Motorola Deemed “Likely” To Win Injunction Against Apple’s iCloud


Apple and Motorola Logos

A German court in Mannheim, Germany seems to be prepared to rule in favor of Motorola in a patent lawsuit.

FOSS Patents reports that Motorola is likely to win an injunction against Apple’s iCloud service.

Last April, Motorola Mobility filed a patent lawsuit related to Apple’s MobileMe service against Apple Sales International, an Irish company that is the supplier of Apple products. When iCloud was introduced as its successor, Motorola argued that iCloud was a continuation of MobileMe and the lawsuit was updated accordingly.

The patent that is allegedly infringed is European Patent 0847654 (B1), which is entitled “Multiple Pager Status Synchronization System and Method.” Its equivalent in the US is Patent No. 5,754,119. Here’s a breakdown of what this entails:

“The issue for Apple here is that it would probably (if not almost certainly) be accused of infringing the patent-in-suit with any products containing the iCloud client software,” Mueller wrote. “While the patents covers a synchronization technology that requires a server, and Apple Sales International does not operate the servers (maybe Apple Inc. does, or otherwise some subsidiary other than the Irish distribution organization), all Apple devices containing the client software could be deemed to infringe the patent-in-suit contributorily.”

FOSS Patents reports that Apple experienced a dreadful hearing on the case on Friday as the court didn’t buy any of Apple’s defenses. Foss Patents is of the opinion that Apple if the ruling had been delivered on Friday, it would have been against Apple. The ruling is scheduled for Feb 3rd, 2012, however, so Apple has some time to work on its case.

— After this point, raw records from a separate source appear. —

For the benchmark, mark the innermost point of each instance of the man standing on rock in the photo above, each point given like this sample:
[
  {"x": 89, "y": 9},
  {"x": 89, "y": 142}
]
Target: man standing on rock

In contrast to Motorola’s previous injunction, this one can cause some damage. Apple’s requested bail amount is 2 billion Euros, or $2.7 billion. Bail amounts in cases like these are designed as a safety net for defendants, in case the injunction is set and later overturned. The court had its reservations about whether such a large amount was realistic, but Apple’s lawyers argued that damages on that scale were possible due to iCloud’s integration into Mac OS X Lion and its computers as well as iOS.